Sherman is one of those singer-pianists who are hard to pigeonhole. The girlish piping voice is reminiscent of Blossom Dearie, and the fact that the impish New Yorker has a regular slot in the lush surroundings of the Waldorf Astoria often leads people to think of her as a cabaret performer. But her passion for swing and her tidy, understated soloing are more than enough to keep the hardcore jazzers happy. Best to think of her, perhaps, as one of those artists, like the late Bobby Short, who knows enough about showbiz convention to realise that jazz still has a future as a form of entertainment.

This was a quietly authoritative set, Sherman fizzing and joking in the genial company of the double-bass player Jeremy Brown and the studious guitarist Dave Cliff. Her Waldorf piano was once the property of Cole Porter, so it was no surprise to find his melodies edging their way to the forefront. You'd Be So Nice To Come Home To was dispatched elegantly, Sherman wrong-footing her audience by opening with the verse to Night and Day. On I Concentrate on You her voice grew darker and more sensuous.
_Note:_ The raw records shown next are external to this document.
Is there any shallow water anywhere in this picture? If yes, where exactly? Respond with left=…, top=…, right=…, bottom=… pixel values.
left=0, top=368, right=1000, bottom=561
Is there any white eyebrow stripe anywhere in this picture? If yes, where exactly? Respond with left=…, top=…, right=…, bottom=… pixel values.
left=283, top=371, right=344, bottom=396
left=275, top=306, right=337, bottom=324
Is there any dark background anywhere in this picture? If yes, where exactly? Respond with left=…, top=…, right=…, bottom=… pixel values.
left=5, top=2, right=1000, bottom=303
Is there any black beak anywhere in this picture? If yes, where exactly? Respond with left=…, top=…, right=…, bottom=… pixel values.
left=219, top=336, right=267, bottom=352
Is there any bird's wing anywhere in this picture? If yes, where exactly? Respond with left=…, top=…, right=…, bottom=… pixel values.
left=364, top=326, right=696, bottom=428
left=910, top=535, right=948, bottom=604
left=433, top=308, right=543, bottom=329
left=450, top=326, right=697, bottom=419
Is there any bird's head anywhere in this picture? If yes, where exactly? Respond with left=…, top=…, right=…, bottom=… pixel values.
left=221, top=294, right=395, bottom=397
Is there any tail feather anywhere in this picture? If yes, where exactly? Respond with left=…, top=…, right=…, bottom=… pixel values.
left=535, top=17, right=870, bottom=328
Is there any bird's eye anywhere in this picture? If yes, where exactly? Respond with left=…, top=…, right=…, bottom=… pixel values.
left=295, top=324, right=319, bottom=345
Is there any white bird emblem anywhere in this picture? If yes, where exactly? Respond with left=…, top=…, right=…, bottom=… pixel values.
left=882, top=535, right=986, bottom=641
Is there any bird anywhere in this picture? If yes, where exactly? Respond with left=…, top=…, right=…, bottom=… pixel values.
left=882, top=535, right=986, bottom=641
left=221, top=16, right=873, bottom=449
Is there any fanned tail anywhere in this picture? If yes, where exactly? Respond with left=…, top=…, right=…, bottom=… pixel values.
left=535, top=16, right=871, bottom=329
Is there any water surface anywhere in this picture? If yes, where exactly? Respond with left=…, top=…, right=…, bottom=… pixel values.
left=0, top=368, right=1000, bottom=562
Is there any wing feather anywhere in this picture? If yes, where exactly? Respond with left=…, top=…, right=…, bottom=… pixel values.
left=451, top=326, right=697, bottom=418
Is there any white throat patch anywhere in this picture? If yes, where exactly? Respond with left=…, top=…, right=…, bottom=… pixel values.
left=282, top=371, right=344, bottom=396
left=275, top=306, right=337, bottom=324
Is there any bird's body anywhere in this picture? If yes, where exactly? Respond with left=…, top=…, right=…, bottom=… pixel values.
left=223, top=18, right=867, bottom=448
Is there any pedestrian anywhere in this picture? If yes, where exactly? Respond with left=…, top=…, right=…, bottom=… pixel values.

She spends part of each set standing at the microphone, but it is when she is seated at the keyboard that her personality shines through strongest of all. Her playing is spare and epigrammatic; not a note is wasted. The swing quotient is at its highest on extracts from her new album New O'leans. Sherman may be dainty, but she could hold her own on a raucous night in the French Quarter.